The American Securities Association made a similar statement ahead of the hearing.
"Over the last two years, we have seen an ideological takeover of our markets that is making things worse for America's small businesses, retirement savers and working families," ASA president and CEO Christopher Iacovella said in a statement Sept. 27. "Adopting multiple rules that impact every corner of our markets in such a short window could also end up causing the very market failure the SEC is supposed to prevent."
During the hearing, many GOP lawmakers focused their questioning on the SEC's climate-disclosure rule proposal, to which Gensler repeatedly said, "We're not a climate regulator."
The majority of companies are already disclosing climate-related information, Gensler added, and the goal of the proposal is "to bring some consistency and comparability" to investors.
On both sides of the aisle, other committee members asked questions about the SEC's proposal focused on investment advisers' and broker-dealers' use of artificial intelligence.
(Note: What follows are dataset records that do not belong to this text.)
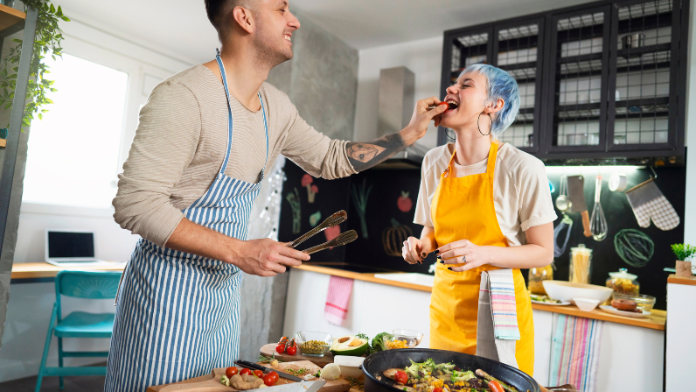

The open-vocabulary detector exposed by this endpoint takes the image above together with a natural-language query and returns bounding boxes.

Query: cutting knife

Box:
[263,380,326,392]
[234,359,305,382]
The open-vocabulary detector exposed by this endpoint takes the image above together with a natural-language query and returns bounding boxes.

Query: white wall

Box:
[0,15,193,382]
[684,0,696,245]
[353,36,442,149]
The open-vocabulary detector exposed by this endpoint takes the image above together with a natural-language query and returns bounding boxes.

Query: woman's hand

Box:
[401,237,431,264]
[438,240,492,272]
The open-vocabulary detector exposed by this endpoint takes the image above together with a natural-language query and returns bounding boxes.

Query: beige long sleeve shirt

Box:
[113,65,356,246]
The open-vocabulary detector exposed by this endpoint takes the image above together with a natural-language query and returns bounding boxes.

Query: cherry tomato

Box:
[225,366,239,378]
[394,370,408,384]
[263,372,279,387]
[488,380,505,392]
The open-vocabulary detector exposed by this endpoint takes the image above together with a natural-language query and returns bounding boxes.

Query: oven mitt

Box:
[626,179,679,231]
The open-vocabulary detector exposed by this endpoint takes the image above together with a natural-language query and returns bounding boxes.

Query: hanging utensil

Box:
[553,212,573,257]
[556,174,572,212]
[590,176,607,241]
[568,176,592,237]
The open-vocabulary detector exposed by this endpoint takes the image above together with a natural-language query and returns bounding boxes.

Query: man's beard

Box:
[254,36,293,68]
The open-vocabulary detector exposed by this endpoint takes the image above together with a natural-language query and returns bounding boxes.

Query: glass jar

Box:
[607,268,640,296]
[527,264,553,295]
[568,244,592,283]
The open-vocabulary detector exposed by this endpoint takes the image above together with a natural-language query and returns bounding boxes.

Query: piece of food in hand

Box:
[321,363,341,381]
[225,366,239,378]
[394,370,410,384]
[331,335,369,357]
[611,299,638,312]
[230,374,264,391]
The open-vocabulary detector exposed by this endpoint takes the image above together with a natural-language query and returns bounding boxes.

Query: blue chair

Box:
[35,271,121,392]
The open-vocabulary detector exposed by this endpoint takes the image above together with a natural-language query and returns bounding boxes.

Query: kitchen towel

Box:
[324,276,353,326]
[548,314,604,392]
[626,178,679,231]
[486,268,520,340]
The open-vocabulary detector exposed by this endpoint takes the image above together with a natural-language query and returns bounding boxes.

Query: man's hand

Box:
[401,237,431,264]
[232,238,309,276]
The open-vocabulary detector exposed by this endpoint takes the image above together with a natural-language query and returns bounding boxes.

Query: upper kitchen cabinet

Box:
[438,0,689,164]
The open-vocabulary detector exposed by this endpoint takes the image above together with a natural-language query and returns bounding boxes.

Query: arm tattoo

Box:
[346,133,406,172]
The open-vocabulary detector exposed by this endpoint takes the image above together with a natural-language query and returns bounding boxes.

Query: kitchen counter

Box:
[293,262,664,331]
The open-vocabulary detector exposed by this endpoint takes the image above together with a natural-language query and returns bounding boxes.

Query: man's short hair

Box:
[205,0,247,38]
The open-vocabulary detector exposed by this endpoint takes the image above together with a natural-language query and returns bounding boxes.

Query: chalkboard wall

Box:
[279,161,686,309]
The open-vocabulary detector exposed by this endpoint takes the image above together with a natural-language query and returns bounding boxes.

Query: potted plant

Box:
[672,244,696,277]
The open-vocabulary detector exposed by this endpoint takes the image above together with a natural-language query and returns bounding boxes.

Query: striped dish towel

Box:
[548,314,604,392]
[487,268,520,340]
[324,276,353,326]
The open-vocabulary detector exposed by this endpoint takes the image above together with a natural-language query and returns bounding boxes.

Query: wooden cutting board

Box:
[261,343,333,368]
[147,361,350,392]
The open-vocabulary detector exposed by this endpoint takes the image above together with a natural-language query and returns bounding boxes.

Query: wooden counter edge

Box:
[293,265,667,331]
[667,274,696,286]
[10,263,125,279]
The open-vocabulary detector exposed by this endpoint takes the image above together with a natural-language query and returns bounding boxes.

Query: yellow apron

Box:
[430,143,534,375]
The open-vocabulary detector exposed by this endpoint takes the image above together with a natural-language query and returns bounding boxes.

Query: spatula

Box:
[568,176,592,237]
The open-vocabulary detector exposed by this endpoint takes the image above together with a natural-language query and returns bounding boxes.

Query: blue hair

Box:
[459,64,520,138]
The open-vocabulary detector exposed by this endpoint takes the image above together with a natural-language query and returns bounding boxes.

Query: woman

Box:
[402,64,556,375]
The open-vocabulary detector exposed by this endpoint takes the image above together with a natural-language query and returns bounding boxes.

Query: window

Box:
[22,54,128,208]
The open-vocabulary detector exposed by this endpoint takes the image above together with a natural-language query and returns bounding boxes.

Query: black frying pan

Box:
[362,348,540,392]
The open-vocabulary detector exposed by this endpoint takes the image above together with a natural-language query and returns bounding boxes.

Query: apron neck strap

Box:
[215,49,268,178]
[442,142,498,179]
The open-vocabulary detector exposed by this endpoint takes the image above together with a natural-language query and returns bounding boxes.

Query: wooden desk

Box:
[11,263,125,283]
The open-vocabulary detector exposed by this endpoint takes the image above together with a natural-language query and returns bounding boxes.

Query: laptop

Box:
[45,230,115,268]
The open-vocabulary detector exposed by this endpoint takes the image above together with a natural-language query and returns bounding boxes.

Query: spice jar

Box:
[569,244,592,283]
[527,264,553,295]
[607,268,640,296]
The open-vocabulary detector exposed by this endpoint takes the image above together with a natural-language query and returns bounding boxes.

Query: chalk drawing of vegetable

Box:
[396,191,413,212]
[285,188,302,234]
[309,211,321,227]
[302,174,319,203]
[350,179,372,238]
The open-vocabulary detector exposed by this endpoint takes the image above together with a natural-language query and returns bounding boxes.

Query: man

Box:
[105,0,444,391]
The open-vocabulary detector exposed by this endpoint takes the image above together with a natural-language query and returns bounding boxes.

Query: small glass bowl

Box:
[611,292,657,312]
[384,329,423,350]
[295,331,333,357]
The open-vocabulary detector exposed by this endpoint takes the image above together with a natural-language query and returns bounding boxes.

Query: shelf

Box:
[0,4,27,36]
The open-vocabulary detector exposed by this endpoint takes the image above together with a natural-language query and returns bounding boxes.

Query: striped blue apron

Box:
[104,52,268,392]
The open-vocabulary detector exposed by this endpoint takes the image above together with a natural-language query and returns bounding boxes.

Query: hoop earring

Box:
[476,112,493,136]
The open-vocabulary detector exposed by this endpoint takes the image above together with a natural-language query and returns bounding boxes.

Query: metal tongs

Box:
[287,210,358,255]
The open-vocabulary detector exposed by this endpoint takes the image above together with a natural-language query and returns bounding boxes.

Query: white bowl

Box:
[541,280,614,302]
[573,298,599,312]
[334,355,365,378]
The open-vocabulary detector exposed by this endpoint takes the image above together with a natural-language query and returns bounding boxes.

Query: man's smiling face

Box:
[254,0,300,66]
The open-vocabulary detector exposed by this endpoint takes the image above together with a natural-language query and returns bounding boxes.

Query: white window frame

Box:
[20,20,193,217]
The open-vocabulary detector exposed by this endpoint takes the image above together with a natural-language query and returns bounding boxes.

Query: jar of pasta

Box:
[527,264,553,295]
[569,244,592,283]
[607,268,640,296]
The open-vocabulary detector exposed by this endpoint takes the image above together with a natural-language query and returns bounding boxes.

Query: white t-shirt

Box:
[413,143,557,246]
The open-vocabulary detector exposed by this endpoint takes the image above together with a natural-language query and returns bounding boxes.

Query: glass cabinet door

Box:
[544,6,610,153]
[493,18,544,152]
[608,0,686,150]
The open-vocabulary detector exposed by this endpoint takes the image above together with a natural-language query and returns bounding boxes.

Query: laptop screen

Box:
[48,231,94,259]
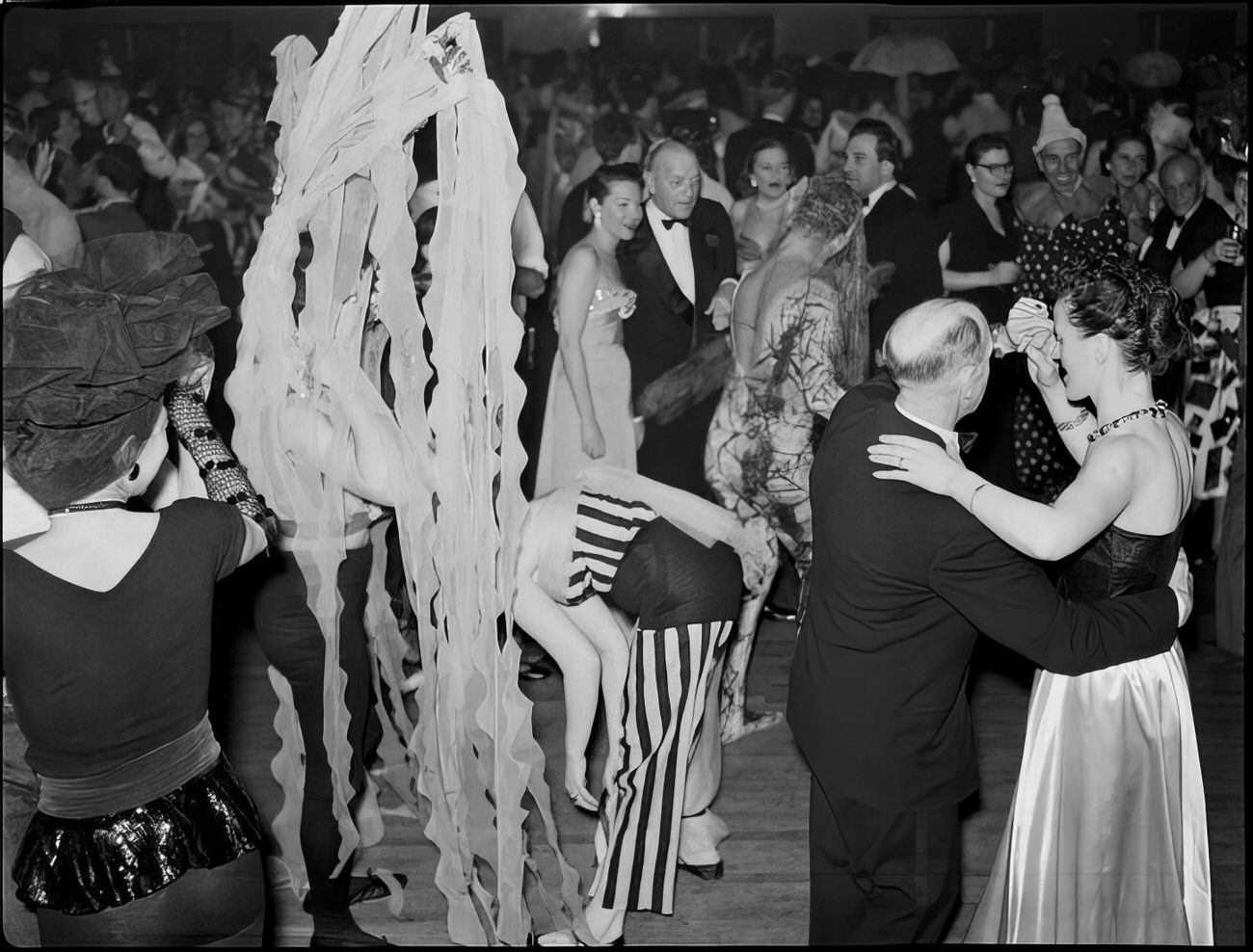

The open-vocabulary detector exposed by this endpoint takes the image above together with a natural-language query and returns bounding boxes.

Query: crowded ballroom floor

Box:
[3,3,1248,947]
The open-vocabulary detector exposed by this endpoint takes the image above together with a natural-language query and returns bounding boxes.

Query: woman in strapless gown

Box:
[535,163,643,496]
[869,258,1213,944]
[705,174,869,744]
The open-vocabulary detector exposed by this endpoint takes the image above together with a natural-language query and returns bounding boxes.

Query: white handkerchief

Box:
[1005,298,1061,360]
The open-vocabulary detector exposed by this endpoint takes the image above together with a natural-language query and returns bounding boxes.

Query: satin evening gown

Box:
[966,526,1214,944]
[535,287,635,496]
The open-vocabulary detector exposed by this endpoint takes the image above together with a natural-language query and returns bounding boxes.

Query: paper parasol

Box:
[848,37,961,76]
[848,37,961,119]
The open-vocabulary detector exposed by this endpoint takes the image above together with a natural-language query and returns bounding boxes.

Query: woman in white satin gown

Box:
[869,258,1213,944]
[535,163,644,496]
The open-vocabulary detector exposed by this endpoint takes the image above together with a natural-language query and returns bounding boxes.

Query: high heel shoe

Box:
[539,930,626,948]
[676,859,723,880]
[761,601,797,621]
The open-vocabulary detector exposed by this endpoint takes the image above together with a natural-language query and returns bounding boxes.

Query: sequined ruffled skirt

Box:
[13,755,262,914]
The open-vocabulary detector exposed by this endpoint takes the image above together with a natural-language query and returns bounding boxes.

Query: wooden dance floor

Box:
[5,566,1244,946]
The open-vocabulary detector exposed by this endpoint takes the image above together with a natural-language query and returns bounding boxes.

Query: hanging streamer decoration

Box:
[227,5,585,944]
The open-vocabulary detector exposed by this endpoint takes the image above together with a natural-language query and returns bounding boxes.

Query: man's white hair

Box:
[884,298,991,387]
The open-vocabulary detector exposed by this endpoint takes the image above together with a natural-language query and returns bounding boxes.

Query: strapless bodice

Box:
[1057,522,1183,602]
[588,288,635,321]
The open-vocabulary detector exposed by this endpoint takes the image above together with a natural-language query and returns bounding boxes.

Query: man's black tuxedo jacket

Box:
[722,118,813,198]
[788,376,1178,811]
[618,198,735,496]
[866,185,944,354]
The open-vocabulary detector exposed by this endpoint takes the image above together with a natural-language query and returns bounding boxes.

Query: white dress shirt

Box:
[896,400,960,454]
[644,201,697,304]
[862,179,896,218]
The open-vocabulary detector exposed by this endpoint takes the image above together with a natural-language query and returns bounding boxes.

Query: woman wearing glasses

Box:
[937,133,1026,491]
[939,133,1019,325]
[1014,94,1128,502]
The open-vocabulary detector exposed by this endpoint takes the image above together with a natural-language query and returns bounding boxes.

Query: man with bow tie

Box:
[618,139,735,880]
[844,119,944,364]
[1140,153,1244,284]
[618,139,735,498]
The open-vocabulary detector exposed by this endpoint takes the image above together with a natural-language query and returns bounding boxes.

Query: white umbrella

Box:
[848,37,961,119]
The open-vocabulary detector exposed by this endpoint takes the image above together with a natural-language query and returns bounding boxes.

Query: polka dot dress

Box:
[1014,199,1127,502]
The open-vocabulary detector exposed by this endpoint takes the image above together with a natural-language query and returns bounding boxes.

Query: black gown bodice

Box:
[1057,522,1183,602]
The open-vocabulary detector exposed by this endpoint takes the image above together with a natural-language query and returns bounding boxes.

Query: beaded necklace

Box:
[1087,400,1166,443]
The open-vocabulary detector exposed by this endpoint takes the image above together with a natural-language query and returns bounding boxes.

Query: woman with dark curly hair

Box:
[869,255,1213,944]
[1100,130,1164,253]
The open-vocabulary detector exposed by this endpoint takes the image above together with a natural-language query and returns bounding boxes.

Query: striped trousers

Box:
[589,621,734,914]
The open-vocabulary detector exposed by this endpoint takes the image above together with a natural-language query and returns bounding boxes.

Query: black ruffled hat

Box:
[4,232,230,509]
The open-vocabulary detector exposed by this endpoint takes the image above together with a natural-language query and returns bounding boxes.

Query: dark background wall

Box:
[4,3,1248,75]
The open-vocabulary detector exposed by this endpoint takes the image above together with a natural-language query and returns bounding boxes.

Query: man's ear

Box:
[113,434,145,471]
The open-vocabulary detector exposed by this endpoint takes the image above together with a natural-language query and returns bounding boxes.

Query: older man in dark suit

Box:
[844,119,944,362]
[76,143,151,242]
[618,139,735,497]
[618,139,735,880]
[788,300,1182,944]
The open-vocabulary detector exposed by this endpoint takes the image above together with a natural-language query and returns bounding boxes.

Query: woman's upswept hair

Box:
[588,162,644,201]
[1053,254,1191,373]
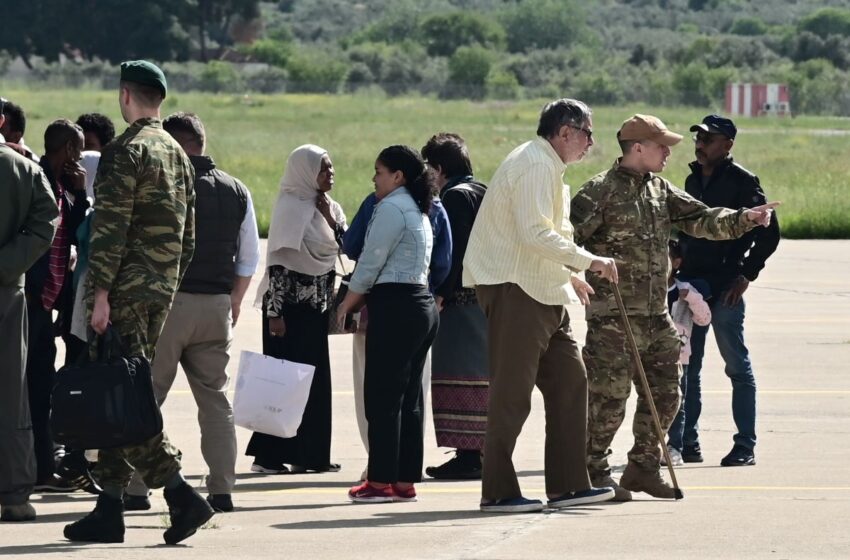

The July proposal would require firms to "evaluate and determine whether its use of certain technologies in investor interactions involves a conflict of interest that results in the firm's interests being placed ahead of investors' interests," an SEC news release said. If such a determination is made, the firms must eliminate or neutralize the conflict's effect.
"The intent of the rule … is to be technology-neutral," Gensler said, though several trade groups have said the opposite.
In a joint comment letter dated Sept. 11, 13 trade associations wrote that the proposal "is outright hostile to the use of technology."
Sens. Mike Rounds, R-S.D., and Bill Hagerty, R-Tenn., who both serve on the Senate Banking Committee, joined 19 committee Republicans in sending a Sept. 22 letter to Gensler, asking several questions on the AI-focused proposal and stating the proposal is "misguided, unnecessarily broad, and threatens to harm both investors and capital markets."
Separately, ranking member Maxine Waters, D-Calif., along with several Democrats on the committee, expressed concern about what a government shutdown would look like for the SEC.
"We would be down to a small, skeletal staff" in the event of a shutdown, Gensler said, as about 92 to 93% of SEC employees would be furloughed. Given this, "normal oversight of the markets" would not be possible in the event of a shutdown, he added.
If Congress fails to reach a deal on a spending bill, the government will face a shutdown starting Oct. 1.